Jaggery, also known as gur or non-centrifugal sugar, is a type of natural product made of sugarcane. It is similar to sugar but occurs in a more unrefined form. It appears in a form of a raw brown mass of sucrose. The brown color is a result of other elements found in concentration, such as wood, ash, and bagasse. It is commonly made from sugar and date palm trees. The process of making jaggery is easier than making sugar, and the product itself is way healthier than refined sugar.
It is mainly produced as an ingredient of sweet items but it is also consumed raw. Gur is also used in Ayurveda medicine recipes and in alcohol drinks-making such as palm wine. It is also an important product for the industrial production of chocolates, toffees, chewing gums, and many more sweets and candies. Gur is also used as a natural way of dying fabrics and when mixed with buttermilk and mustard oil used to season the inside of tandoor ovens. It is especially popular in Caribbean Islands, North Africa, Latin America, and southeast Asia, but the varieties of jaggery may differ as other ingredients are used in the process of making it.
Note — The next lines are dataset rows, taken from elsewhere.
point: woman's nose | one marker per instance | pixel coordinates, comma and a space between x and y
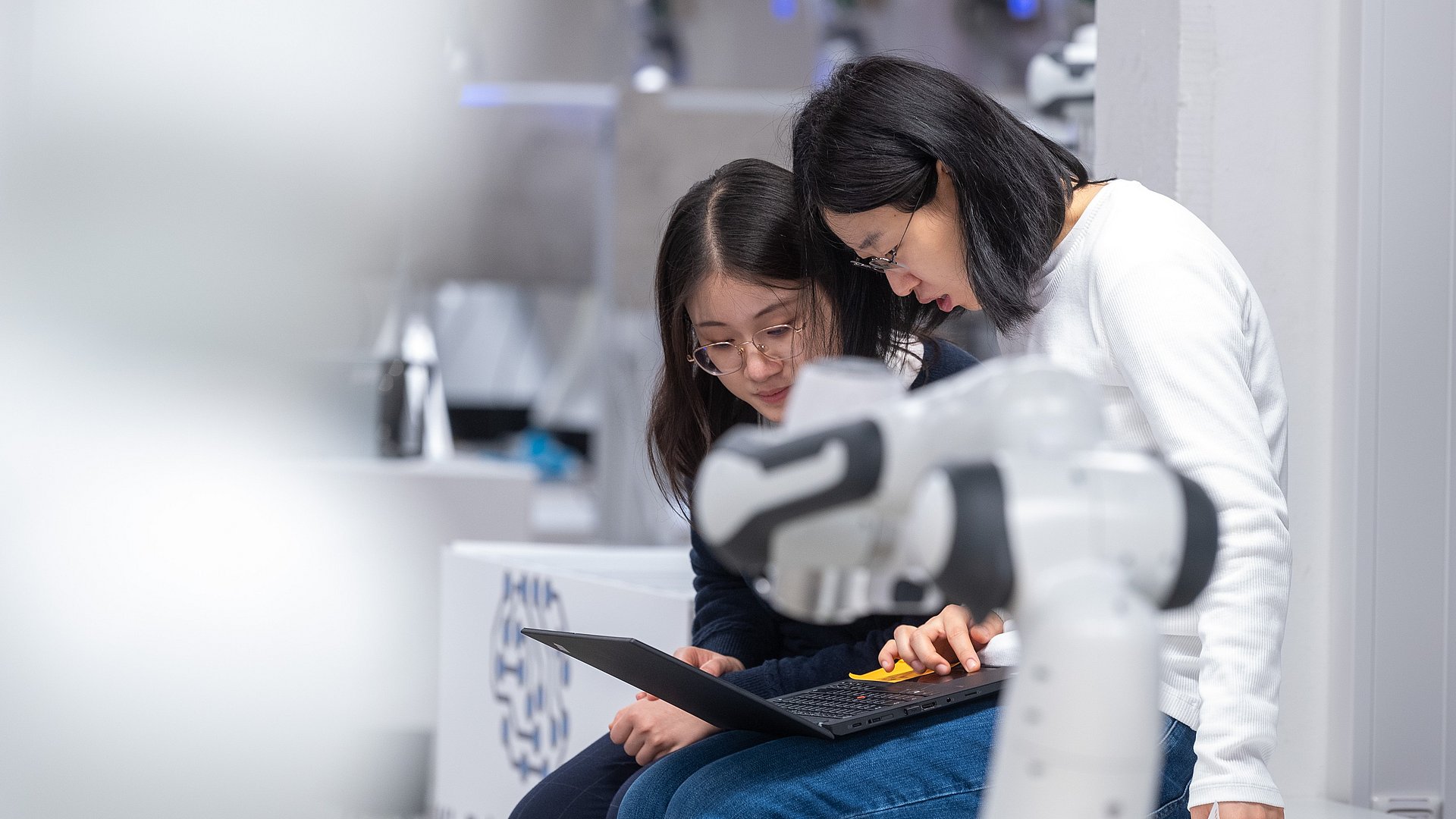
759, 366
902, 281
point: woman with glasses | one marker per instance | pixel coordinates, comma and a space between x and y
922, 180
737, 318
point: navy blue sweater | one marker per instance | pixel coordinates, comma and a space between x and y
785, 654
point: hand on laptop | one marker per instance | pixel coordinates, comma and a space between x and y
711, 662
651, 729
946, 634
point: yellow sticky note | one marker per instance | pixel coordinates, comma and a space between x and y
897, 673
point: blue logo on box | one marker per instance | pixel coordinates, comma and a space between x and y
528, 679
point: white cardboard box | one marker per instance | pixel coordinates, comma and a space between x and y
511, 708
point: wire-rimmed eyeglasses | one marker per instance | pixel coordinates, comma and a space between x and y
881, 264
778, 343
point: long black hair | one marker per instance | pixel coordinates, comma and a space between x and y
740, 222
871, 137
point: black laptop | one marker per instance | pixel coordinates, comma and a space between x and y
832, 710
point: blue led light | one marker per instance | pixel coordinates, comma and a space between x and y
1022, 9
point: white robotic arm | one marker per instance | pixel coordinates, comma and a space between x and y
989, 488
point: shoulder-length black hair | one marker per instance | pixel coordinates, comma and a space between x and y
740, 222
871, 137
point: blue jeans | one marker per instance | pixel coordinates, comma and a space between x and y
922, 768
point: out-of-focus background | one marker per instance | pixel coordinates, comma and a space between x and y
293, 297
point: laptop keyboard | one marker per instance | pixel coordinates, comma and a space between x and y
845, 698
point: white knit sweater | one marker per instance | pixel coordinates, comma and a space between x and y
1144, 299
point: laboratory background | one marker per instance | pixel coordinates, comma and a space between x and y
329, 338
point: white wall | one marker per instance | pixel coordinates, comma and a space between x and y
1320, 142
1232, 108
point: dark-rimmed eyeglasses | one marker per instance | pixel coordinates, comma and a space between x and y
778, 343
881, 264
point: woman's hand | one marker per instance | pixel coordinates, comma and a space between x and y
1238, 811
946, 634
651, 729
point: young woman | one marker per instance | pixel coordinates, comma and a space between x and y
737, 316
910, 174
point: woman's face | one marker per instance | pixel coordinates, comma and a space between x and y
928, 243
727, 309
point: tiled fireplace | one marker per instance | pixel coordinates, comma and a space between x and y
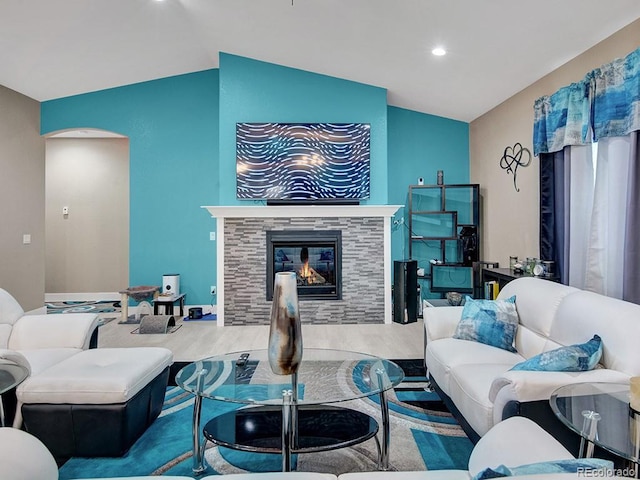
364, 261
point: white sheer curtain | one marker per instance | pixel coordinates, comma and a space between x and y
598, 216
580, 188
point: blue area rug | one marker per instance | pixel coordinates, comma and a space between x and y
424, 436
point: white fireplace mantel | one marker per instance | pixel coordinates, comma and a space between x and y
308, 211
302, 211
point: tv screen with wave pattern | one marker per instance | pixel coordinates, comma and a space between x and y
303, 161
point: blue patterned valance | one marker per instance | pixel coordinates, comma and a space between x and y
606, 103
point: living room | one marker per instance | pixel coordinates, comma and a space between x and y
178, 133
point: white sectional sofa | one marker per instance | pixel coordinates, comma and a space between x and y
38, 342
44, 340
475, 379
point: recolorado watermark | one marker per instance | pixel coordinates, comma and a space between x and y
628, 472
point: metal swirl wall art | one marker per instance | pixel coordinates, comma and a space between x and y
514, 157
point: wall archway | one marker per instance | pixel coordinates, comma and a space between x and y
86, 214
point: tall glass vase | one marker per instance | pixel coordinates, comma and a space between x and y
285, 333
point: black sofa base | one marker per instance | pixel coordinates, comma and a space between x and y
84, 430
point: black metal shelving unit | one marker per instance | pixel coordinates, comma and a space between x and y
444, 220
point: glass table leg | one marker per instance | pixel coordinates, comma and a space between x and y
198, 447
384, 410
286, 430
589, 433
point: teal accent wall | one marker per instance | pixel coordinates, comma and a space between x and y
254, 91
419, 146
182, 151
172, 125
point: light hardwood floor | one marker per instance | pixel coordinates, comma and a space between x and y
195, 340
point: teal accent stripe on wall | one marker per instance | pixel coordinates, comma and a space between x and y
182, 151
172, 125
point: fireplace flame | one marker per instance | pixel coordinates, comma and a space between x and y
309, 276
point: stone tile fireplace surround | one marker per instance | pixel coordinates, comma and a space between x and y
366, 261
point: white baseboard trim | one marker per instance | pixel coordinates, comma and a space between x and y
81, 297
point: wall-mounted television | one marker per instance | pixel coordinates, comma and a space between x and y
300, 162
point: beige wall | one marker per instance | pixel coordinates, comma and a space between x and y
88, 249
21, 199
511, 218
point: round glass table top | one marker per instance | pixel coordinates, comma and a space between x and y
324, 376
11, 375
617, 429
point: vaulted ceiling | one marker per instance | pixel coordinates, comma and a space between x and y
495, 48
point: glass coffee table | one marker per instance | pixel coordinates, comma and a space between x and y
290, 414
600, 414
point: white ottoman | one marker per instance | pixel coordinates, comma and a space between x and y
96, 403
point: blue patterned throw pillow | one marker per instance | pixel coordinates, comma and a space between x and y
588, 467
492, 322
574, 358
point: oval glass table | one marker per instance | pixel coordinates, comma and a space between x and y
11, 375
600, 414
297, 413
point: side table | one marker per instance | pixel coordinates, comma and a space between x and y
599, 413
168, 302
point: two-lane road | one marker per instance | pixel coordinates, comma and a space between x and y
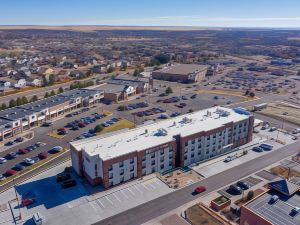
164, 204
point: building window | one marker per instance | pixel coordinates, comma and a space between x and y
131, 168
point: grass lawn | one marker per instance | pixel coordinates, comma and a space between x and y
121, 124
197, 215
32, 167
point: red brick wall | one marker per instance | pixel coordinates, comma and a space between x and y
250, 218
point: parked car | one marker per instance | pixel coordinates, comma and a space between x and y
63, 177
257, 149
47, 124
68, 183
62, 131
234, 189
23, 151
2, 177
40, 144
200, 189
18, 167
56, 149
43, 155
26, 202
3, 160
10, 143
10, 172
243, 185
28, 161
12, 155
296, 131
266, 147
19, 139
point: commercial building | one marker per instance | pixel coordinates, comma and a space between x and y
184, 73
17, 119
159, 147
279, 206
118, 89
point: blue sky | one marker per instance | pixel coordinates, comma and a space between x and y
210, 13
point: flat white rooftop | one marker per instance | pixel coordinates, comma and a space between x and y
147, 136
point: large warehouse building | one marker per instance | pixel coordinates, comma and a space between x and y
184, 73
115, 158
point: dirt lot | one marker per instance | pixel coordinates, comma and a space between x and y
178, 179
276, 110
198, 216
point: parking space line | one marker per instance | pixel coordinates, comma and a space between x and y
117, 197
145, 187
131, 191
109, 200
101, 203
124, 194
138, 189
152, 185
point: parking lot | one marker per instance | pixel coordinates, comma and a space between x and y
251, 181
75, 204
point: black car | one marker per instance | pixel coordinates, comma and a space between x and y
234, 189
63, 177
68, 183
243, 185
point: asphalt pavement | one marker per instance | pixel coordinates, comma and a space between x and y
164, 204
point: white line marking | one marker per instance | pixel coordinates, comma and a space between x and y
101, 203
109, 200
117, 197
124, 194
138, 189
131, 191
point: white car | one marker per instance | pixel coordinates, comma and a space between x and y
296, 131
2, 160
29, 161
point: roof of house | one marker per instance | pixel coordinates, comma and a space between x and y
155, 134
284, 186
279, 212
184, 69
111, 88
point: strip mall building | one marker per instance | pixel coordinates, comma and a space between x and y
159, 147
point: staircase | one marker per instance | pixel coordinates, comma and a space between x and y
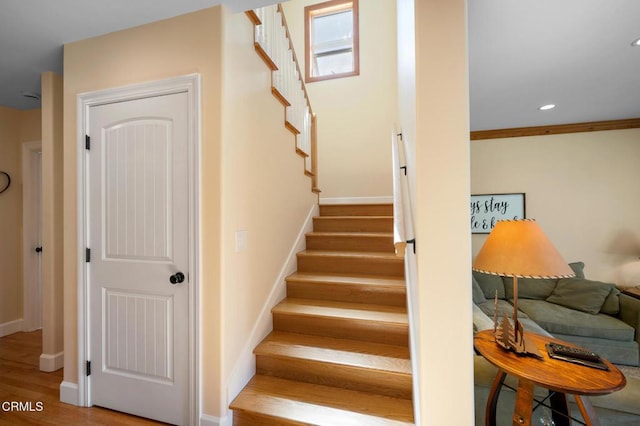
338, 353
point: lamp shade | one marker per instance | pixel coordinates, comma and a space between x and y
519, 248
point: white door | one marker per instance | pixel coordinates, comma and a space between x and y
138, 235
32, 234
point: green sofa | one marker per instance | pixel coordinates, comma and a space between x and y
595, 315
589, 313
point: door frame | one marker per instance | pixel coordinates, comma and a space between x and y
32, 223
189, 84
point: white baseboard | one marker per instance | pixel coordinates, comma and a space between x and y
49, 363
245, 367
207, 420
357, 200
69, 393
11, 327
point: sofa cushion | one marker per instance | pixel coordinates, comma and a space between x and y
490, 284
476, 291
583, 295
558, 319
578, 269
611, 305
529, 288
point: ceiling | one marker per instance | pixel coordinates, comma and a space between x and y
576, 54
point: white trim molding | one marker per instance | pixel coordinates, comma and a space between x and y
69, 393
356, 200
207, 420
11, 327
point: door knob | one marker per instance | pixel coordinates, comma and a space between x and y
176, 278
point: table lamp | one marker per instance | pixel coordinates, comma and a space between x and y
519, 249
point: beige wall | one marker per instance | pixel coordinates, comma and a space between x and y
434, 118
16, 127
264, 192
582, 188
179, 46
356, 115
52, 231
252, 180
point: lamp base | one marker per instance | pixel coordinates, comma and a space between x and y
512, 338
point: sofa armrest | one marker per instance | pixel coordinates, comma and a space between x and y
630, 312
480, 320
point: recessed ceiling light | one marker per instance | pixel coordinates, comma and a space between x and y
30, 95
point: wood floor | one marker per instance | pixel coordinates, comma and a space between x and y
22, 382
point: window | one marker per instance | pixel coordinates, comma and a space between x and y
331, 40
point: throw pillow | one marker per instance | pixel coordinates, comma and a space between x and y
489, 284
529, 288
580, 294
611, 305
476, 291
578, 269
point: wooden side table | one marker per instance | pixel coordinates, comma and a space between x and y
559, 377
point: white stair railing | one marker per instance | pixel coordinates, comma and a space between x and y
402, 220
273, 43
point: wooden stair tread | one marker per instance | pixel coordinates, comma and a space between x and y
354, 353
349, 234
356, 209
362, 217
343, 310
304, 403
346, 279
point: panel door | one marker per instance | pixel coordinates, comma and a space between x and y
138, 233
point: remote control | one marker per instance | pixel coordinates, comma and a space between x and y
573, 352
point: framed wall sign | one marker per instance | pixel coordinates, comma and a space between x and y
487, 209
The largest production of jaggery takes place in India where over 60% of the total global production takes place. Brazil is the largest exporter of gur. Other significant countries specialized in gur production are Malaysia, Japan, the USA, China, and Indonesia. India uses the most conventional methods to produce jaggery, as most of the manufacturing units are located in rural regions.
The largest number of jaggery manufacturing units is located in the Kushinagar district of Uttar Pradesh. The major producers in India are Maharashtra, Karnataka, Tamil Nadu, and UP. Although the production of jaggery is not very expensive, its storage is concerning. Gur is commonly used as a sweetener in India and it's often a substitute for sugar in rural India.
The overall price of jaggery depends on the price of sugarcane and many other factors such as government policies, demand, and supply.